Her masculine persona was not unlike that of Priestley: a no-nonsense, Yorkshire non-intellectual. Her first and most important memoir, Me: A Chronicle about Other People, 1933, spends pages singing the praises of Yorkshire food, Yorkshire fowk, and Yorkshire jokes. She takes the county of her birth to be special, and she enthusiastically identifies herself with it.
Jacob’s mother was Yorkshire; her father was Jewish, having arrived in England as a child immigrant. The marriage was unhappy, and Naomi (or rather Micky) loved her mother and hated her father. But she loved and revered her gentle paternal grandfather (a self-made tailor who reverted to Yiddish in moments of emotion) as much as she loved and admired her tough maternal grandfather (a publican who drank and gambled and was a force in local politics). The only thing the grandfathers had in common was that each in his way was a die-hard Tory.
Jacob, who worships Yorkshire, often sounds positively anti-semitic in her horror of Jews who exchange their Jewish identity for an English one. In life (on a political platform, for instance) she would courageously face down anti-semitic personal attacks.
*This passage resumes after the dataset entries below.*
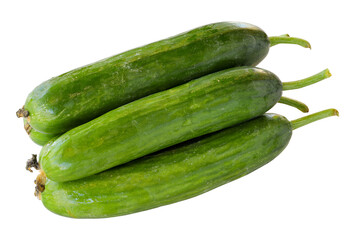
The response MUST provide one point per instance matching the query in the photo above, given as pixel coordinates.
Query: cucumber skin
(78, 96)
(38, 137)
(199, 107)
(172, 175)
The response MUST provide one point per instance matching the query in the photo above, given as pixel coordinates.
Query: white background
(303, 194)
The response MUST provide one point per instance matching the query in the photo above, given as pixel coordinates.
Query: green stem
(294, 103)
(313, 117)
(289, 40)
(307, 81)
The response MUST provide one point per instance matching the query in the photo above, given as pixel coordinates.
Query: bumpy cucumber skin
(38, 137)
(172, 175)
(83, 94)
(201, 106)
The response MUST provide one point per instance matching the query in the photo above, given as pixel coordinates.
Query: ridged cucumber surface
(172, 175)
(199, 107)
(78, 96)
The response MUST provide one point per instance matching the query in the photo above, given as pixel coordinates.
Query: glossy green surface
(39, 137)
(172, 175)
(78, 96)
(201, 106)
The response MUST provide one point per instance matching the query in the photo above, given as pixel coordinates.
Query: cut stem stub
(32, 163)
(22, 113)
(307, 81)
(294, 103)
(286, 39)
(313, 117)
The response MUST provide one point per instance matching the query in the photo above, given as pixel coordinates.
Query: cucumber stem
(297, 123)
(294, 103)
(22, 113)
(307, 81)
(40, 182)
(27, 128)
(32, 162)
(286, 39)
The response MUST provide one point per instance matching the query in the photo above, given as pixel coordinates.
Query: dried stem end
(40, 182)
(22, 113)
(32, 163)
(27, 128)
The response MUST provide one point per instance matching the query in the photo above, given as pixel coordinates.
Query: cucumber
(177, 173)
(201, 106)
(78, 96)
(36, 136)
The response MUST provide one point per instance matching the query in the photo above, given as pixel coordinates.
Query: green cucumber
(175, 174)
(201, 106)
(78, 96)
(36, 136)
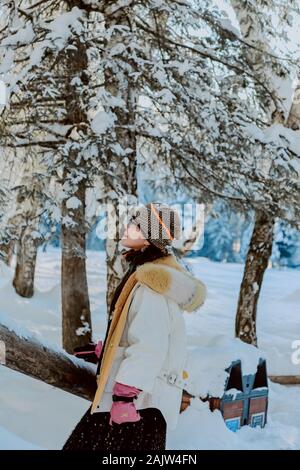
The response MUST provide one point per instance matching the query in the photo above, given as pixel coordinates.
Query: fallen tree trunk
(28, 356)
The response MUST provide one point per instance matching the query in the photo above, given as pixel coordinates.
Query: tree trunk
(76, 315)
(122, 85)
(260, 250)
(30, 357)
(27, 247)
(6, 251)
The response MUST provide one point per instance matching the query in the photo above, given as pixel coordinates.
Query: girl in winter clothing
(140, 374)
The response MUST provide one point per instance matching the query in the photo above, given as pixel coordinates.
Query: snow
(36, 415)
(102, 121)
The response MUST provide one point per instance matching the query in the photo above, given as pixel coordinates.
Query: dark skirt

Yet the hero of her very first novel, Jacob Ussher, 1925, having risen from poverty to wealth through his own efforts, “gets a twisted satisfaction” (in the words of Orlando: Women’s Writing in the British Isles from the Beginnings to the Present) “from giving to Christian causes (purely to annoy his fellow Jews) . . . . Through acts of spite he makes a name for himself as a broad?minded philanthropist.”
Of course, seeking to raise the status of any oppressed group by means of idealised fictional portraits is generally naive and can be counter-productive. Jacob has nothing in common either with portrayers of noble Jews like Charlotte Montefiore in the 1840s or George Eliot in the 1870s, or with those insiders in Anglo-Jewish society who have depicted it warts and all, from Amy Levy to Bernice Rubens.
Jacob returns repeatedly to the subject of trying to be both Jewish and English, yet any one of her descriptive passages seems to apply to either a stereotypically ultra-Jewish or a stereotypically ultra-English personality, even if the same character may receive both descriptions at different times. Her multi-volume saga of the Gollantz family, from That Wild Lie — , 1930, to Gollantz and Partners, 1958, presents this archetypal Jewish dynasty as threaded by a strain of “curious . . . hatred of Jews.” The saga opens with Emmanuel Gollantz the elder moving from Vienna to London in the nineteenth century and remaking himself as “a rich English gentleman art dealer,” although he has been warned that Englishmen in general dislike and fear Jews, especially “the Jew who is ashamed of being a Jew.”
The series ends with Emmanuel the younger (who is now old) delivering the speech about curious hatred. But characters in the novels are shaped not by pressures of this kind but by melodramatic incidents like the early, accidental death of Emmanuel the younger’s twin brother. Jacob’s characters come to her ready-made, just like those of the charwomen and barmaids she played on stage: her biographer Paul Bailey finds her “heavily reliant on stereotypes of racial or local disposition.” How strange that such an unusual person should be so good a guide to the most clichéd assumptions of her age!